SAML2 is method of using independent external authentication and it can be utilized with Enterprise Management. For SAML2, as well as OAuth2, the application grants access only when authenticated by a dedicated external server is successful.

This is an example of SAML2 use with Microsoft Azure. We cannot provide examples for use with every identity provider and you likely need to extrapolate information from your own configuration to make proper use of authentication.

Please make sure that you review the SAML2 online help topic and work closely with your Sage Certified Business Partner for configuration related to your environment

Note: To configure single sign-on for applications, you must be using Azure Active Directory Premium.

1. You must first add the non-gallery application to the Azure portal:

From the linked Microsoft document: To connect an application using an app integration template, sign in to the Azure portal using your Azure Active Directory administrator account. Browse to the Active Directory > Enterprise Applications > New application > Non-gallery application section, select Add, and then Add an application from the gallery.

2. Select Configure single sign-on (required)

3. Select SAML-based Sign-on for the Single Sign-on Mode

Note: There are useful help topics within the portal to help you move forward.

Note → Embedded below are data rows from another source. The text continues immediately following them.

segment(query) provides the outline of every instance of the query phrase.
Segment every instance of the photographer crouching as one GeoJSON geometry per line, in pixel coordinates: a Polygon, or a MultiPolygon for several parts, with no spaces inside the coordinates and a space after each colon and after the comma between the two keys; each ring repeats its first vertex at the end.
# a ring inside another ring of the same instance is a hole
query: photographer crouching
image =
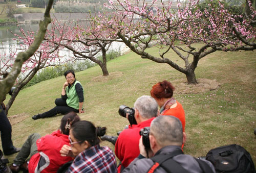
{"type": "Polygon", "coordinates": [[[139,155],[139,132],[141,129],[150,126],[158,115],[158,106],[153,97],[143,95],[134,103],[134,112],[130,110],[127,114],[126,118],[131,125],[120,133],[115,145],[115,153],[121,162],[118,167],[118,172],[121,172],[139,155]]]}
{"type": "Polygon", "coordinates": [[[140,154],[122,172],[215,172],[210,162],[183,154],[186,135],[177,118],[158,116],[140,134],[140,154]]]}
{"type": "MultiPolygon", "coordinates": [[[[9,94],[11,95],[15,87],[12,87],[9,94]]],[[[12,126],[5,113],[5,105],[3,102],[5,97],[1,102],[0,105],[0,131],[3,151],[5,155],[10,155],[19,152],[20,148],[13,146],[12,141],[12,126]]]]}

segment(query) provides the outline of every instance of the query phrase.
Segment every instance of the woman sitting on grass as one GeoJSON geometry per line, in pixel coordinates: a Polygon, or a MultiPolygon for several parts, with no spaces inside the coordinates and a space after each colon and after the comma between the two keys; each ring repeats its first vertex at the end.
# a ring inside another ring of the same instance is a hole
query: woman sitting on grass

We are going to look at the Sage Enterprise Management configuration for a moment:

4.  You will need to change the nodelocal.js to allow SAML2 authentication.

Note: You will need to restart the Syracuse service after this change has been implemented

5. In Sage X3, open Administration, Administration, Settings, Authentication, SAML2 Id provider.

6. Click Create saml2

7. The configuration will look similar to below:

Note: I am not showing the use of a certificate, but it can be made to do so.

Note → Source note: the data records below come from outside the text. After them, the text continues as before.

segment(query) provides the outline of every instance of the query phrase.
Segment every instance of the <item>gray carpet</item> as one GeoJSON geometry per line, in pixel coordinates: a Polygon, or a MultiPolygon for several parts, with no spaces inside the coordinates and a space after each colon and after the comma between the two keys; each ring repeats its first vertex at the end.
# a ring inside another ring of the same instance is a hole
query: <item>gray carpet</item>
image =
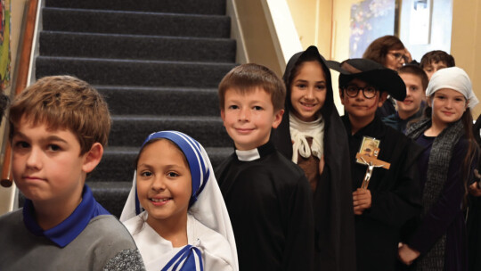
{"type": "Polygon", "coordinates": [[[151,132],[192,136],[214,167],[232,152],[216,94],[236,65],[224,14],[224,0],[45,1],[36,77],[74,75],[106,98],[112,129],[87,185],[112,214],[120,214],[151,132]]]}

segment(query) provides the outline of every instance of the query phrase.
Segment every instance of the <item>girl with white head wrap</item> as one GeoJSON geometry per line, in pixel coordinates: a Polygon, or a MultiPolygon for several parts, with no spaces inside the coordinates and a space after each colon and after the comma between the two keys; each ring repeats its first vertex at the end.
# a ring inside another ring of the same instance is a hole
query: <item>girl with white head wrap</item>
{"type": "Polygon", "coordinates": [[[469,77],[461,68],[451,67],[437,70],[429,81],[426,89],[426,96],[431,96],[435,92],[443,88],[450,88],[462,94],[468,101],[469,109],[473,109],[478,103],[473,92],[469,77]]]}
{"type": "MultiPolygon", "coordinates": [[[[147,270],[234,270],[237,251],[233,233],[208,156],[200,144],[176,131],[150,135],[143,144],[168,139],[183,152],[192,175],[192,196],[187,218],[188,244],[175,248],[146,222],[148,213],[136,193],[136,172],[120,217],[132,234],[147,270]]],[[[139,154],[140,155],[140,154],[139,154]]]]}
{"type": "Polygon", "coordinates": [[[436,71],[426,95],[425,118],[407,131],[424,147],[418,159],[423,210],[400,247],[399,259],[408,265],[415,262],[413,270],[468,270],[462,206],[477,163],[470,111],[477,98],[469,78],[457,67],[436,71]]]}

8. We can take a bit of a shortcut here by downloading the metadata to upload into the Microsoft Azure portal.

a. On the right, click the Detail button if available

b. Click on the Get metadata button 

Result: This will download a file called metadata

We are heading back to the Microsoft Azure portal.

9. Click on the link to Upload metadata file. Note: This is in section 2 with the domain and URLs.

10. Upload the metadata configuration file. Note: You will need to change the drop-down selection to All files from *.xml.

11. The rest of the Single sign-on configuration will look like something similar to:

NOTE: The "Identifier (Entity ID)" field in Azure correlates to the "Issuer" within Sage X3 setup

12. Configuration of SAML2 is complete, however; you will also need to make sure that:

• In Enterprise Management (Administration, Administration, Users, Users) your users are set up to authenticate with SAML2 and with the configured provider.
• In Microsoft Azure, the application will also need users and groups assigned with the proper roles.

13. Upon clicking on the external application link from the Sage Enterprise Management login screen you are redirected to authenticate through Microsoft. 

Once authenticated, you will be granted access to Enterprise Management and redirected to the landing page.

Known issues that have been resolved to consider.

• There was a known issue where the metadata was not creating the correct Reply URL. It was using http instead of https. This has been resolved with the latest release of the Syracuse component
• There was a known issue with the SAML2 redirect. This caused an error message for a user to click through if they cleared the browser cache. This is resolved as of Syracuse 11.10.